Dengan temuan ini, Guru Besar Departemen Ilmu Kedokteran Komunitas FKUI Muchtaruddin Mansyur pun mendesak seluruh pihak untuk mengangani masalah ini. Sebab, apabila penanganan terlambat dilakukan, bukan hanya kondisi anak saja yang akan terancam oleh dampak timbal, namun juga generasi mendatang.
Pada akhirnya, paparan timbal di lingkungan dapat pula berpengaruh pada tujuan nasional untuk menjadi Indonesia Emas di 2045 mendatang. “Keterlambatan penanganan akan memengaruhi kualitas generasi mendatang karena tumbuh kembang anak terhambat serta angka penyakit jantung dan penyakit kronis lainnya melonjak,” ujar Muchtaruddin.
Dalam hal ini, seluruh pihak perlu gotong-royong menguatkan sistem kesehatan dan membangun kesadaran di masyarakat akan fatalnya bahaya timbal. Selain itu, masyarakat juga diimbau agar mengetahui apa saja yang berpotensi menimbulkan paparan timbal serta upaya pencegahannya.
Di tingkat rumah tangga, menjaga pola hidup bersih dan sehat dengan mencuci tangan sebelum makan, menggunakan alas kaki saat bermain atau ke luar rumah, berganti pakaian setelah berkegiatan di luar rumah, serta memberikan anak ASI eksklusif dan makanan bergizi seimbang adalah beberapa hal yang dapat mengurangi risiko paparan timbal. “Kalau anak memiliki keluhan kesehatan akibat terpajan timbal, keluarga harus segera membawanya ke fasilitas kesehatan terdekat untuk mendapatkan penanganan medis sesuai dengan rekomendasi Ikatan Dokter Anak Indonesia (IDAI),” lanjut Muchtaruddin.

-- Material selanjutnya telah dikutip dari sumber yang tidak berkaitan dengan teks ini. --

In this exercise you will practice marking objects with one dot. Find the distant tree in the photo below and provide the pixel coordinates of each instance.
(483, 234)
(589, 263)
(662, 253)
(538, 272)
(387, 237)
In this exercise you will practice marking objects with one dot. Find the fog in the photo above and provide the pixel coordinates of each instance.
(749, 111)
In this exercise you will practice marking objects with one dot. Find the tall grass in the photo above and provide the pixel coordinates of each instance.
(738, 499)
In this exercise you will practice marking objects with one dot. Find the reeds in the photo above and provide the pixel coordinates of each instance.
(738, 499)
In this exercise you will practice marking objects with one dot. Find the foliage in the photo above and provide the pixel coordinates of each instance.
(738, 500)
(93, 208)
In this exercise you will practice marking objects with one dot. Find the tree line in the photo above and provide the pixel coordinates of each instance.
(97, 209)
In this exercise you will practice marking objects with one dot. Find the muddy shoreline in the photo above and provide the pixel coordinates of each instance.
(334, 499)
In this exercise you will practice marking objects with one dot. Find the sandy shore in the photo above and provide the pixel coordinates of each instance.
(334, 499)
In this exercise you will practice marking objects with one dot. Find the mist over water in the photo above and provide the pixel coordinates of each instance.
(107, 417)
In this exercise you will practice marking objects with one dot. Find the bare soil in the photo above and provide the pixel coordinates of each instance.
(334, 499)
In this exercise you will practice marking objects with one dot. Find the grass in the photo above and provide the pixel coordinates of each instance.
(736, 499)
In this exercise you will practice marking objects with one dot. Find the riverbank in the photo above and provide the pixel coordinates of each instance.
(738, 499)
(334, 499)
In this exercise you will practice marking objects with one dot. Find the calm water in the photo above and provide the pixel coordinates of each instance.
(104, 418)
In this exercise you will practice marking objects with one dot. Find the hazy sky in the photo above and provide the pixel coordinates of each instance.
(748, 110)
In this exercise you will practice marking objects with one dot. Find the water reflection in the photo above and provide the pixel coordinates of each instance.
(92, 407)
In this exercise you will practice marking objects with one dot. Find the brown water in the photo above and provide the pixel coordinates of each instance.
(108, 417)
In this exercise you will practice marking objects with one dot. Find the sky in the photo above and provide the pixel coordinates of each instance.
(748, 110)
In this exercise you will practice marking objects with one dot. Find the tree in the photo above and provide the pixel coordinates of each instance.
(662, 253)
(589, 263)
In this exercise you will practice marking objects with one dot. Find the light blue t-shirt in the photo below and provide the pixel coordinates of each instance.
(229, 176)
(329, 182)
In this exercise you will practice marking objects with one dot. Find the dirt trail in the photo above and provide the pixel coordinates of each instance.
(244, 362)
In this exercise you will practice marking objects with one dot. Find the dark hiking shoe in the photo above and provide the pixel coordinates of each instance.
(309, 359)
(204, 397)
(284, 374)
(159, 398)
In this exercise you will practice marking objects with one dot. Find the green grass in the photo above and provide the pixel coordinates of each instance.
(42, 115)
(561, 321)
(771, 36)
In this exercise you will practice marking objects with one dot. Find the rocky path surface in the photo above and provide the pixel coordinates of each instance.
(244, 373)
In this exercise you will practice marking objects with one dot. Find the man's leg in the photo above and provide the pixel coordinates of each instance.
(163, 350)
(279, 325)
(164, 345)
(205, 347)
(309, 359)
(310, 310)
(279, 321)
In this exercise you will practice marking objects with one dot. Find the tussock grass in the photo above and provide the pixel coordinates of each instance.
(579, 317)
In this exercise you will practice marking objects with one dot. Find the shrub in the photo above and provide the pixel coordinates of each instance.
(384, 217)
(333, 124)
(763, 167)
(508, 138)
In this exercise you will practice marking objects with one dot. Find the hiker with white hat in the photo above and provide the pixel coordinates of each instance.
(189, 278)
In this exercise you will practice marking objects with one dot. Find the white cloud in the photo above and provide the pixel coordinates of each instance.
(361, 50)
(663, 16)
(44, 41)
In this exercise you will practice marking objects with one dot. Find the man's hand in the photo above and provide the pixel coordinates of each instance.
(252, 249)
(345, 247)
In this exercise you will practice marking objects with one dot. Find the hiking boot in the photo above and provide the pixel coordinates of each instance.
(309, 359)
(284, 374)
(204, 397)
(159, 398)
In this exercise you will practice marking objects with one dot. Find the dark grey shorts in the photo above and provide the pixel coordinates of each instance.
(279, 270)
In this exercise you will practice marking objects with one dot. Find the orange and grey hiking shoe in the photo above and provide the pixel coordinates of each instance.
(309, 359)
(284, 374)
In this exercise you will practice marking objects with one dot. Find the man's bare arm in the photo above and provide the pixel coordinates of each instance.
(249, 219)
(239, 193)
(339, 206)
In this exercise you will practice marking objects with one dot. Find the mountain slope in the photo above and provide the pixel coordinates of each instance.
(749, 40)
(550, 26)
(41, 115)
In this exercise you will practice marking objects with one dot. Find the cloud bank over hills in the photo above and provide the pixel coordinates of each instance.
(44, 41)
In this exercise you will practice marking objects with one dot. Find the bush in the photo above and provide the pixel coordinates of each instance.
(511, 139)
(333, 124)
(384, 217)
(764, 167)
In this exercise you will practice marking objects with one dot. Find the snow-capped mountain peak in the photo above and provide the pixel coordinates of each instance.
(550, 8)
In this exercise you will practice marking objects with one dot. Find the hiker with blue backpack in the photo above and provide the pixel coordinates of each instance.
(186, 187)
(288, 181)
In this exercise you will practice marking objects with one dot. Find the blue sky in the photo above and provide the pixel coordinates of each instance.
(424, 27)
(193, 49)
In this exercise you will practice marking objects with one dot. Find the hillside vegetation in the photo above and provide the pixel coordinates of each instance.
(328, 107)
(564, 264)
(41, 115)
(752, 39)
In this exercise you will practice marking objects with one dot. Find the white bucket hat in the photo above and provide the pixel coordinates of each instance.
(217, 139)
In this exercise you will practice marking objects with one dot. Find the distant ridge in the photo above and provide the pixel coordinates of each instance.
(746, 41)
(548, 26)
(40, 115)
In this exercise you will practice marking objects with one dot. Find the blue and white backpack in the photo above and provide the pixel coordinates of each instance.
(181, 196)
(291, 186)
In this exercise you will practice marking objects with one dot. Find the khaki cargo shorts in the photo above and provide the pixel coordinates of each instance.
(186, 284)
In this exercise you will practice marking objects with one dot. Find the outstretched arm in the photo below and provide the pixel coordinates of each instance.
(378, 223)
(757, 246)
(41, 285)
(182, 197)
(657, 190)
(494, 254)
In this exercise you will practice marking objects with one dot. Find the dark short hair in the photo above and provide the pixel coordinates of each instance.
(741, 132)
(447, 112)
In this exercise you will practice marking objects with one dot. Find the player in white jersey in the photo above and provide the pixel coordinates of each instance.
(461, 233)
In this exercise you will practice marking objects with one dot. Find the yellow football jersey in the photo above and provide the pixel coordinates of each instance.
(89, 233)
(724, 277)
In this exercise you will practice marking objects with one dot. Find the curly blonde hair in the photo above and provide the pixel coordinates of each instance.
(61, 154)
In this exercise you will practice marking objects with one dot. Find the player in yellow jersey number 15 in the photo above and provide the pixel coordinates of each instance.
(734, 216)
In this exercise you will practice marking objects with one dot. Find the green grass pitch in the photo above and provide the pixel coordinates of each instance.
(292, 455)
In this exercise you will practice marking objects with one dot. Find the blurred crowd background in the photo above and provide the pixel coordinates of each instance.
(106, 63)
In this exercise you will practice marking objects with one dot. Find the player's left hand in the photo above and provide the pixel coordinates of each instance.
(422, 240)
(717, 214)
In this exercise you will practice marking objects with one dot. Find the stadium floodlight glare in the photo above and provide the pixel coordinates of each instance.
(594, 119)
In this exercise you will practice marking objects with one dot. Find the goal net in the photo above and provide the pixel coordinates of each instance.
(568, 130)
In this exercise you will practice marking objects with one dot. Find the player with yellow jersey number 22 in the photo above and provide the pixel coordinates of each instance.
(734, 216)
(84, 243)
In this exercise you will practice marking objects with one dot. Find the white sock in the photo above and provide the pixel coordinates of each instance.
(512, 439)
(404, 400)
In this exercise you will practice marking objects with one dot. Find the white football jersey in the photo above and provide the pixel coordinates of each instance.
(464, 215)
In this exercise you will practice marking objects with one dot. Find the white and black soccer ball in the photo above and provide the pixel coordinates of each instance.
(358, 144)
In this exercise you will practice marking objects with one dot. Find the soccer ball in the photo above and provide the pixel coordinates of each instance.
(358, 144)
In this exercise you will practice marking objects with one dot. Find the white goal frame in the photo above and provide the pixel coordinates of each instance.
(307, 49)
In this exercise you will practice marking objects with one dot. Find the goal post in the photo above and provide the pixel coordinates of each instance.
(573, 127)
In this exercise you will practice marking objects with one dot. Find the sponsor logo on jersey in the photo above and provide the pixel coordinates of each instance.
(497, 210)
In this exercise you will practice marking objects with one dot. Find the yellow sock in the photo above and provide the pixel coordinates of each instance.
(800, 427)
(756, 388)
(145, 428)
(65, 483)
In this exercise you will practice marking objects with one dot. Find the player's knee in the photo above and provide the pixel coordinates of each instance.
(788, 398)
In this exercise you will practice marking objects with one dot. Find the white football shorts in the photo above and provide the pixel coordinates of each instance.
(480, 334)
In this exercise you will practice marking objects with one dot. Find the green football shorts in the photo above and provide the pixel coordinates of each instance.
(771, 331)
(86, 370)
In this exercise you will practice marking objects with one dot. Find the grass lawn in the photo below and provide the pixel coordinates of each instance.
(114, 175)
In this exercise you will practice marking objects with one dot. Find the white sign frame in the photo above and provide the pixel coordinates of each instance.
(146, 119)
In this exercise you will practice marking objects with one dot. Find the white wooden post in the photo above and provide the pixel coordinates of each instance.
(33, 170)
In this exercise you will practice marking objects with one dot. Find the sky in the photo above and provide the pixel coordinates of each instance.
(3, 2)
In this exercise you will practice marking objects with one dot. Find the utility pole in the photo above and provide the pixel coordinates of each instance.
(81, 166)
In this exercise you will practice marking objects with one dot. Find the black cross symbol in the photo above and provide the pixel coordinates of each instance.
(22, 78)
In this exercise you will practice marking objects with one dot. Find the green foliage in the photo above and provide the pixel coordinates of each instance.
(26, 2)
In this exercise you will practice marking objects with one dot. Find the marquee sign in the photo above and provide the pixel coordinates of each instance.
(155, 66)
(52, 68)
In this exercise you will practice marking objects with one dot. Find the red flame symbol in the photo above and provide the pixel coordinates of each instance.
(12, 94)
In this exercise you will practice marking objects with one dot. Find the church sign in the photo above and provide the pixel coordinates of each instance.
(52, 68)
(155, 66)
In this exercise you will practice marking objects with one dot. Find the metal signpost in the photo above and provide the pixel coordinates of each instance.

Sementara itu, di tingkat sektoral, para pemangku kepentingan diharapkan memformulasikan strategi dan intervensi yang tepat. Kontaminasi timbal di lingkungan dan dampaknya pada kesehatan perlu menjadi dorongan bagi semua pihak untuk segera melakukan tindakan penanganan dan pencegahan.
“Ketersediaan data yang menggambarkan kondisi lapangan diperlukan sebagai bahan diskusi lintas sektoral. Oleh karena itu, studi serupa diharapkan dapat berkembang menjadi program surveilans nasional,” ujar Direktur Yayasan Pure Earth Indonesia Budi Susilorini.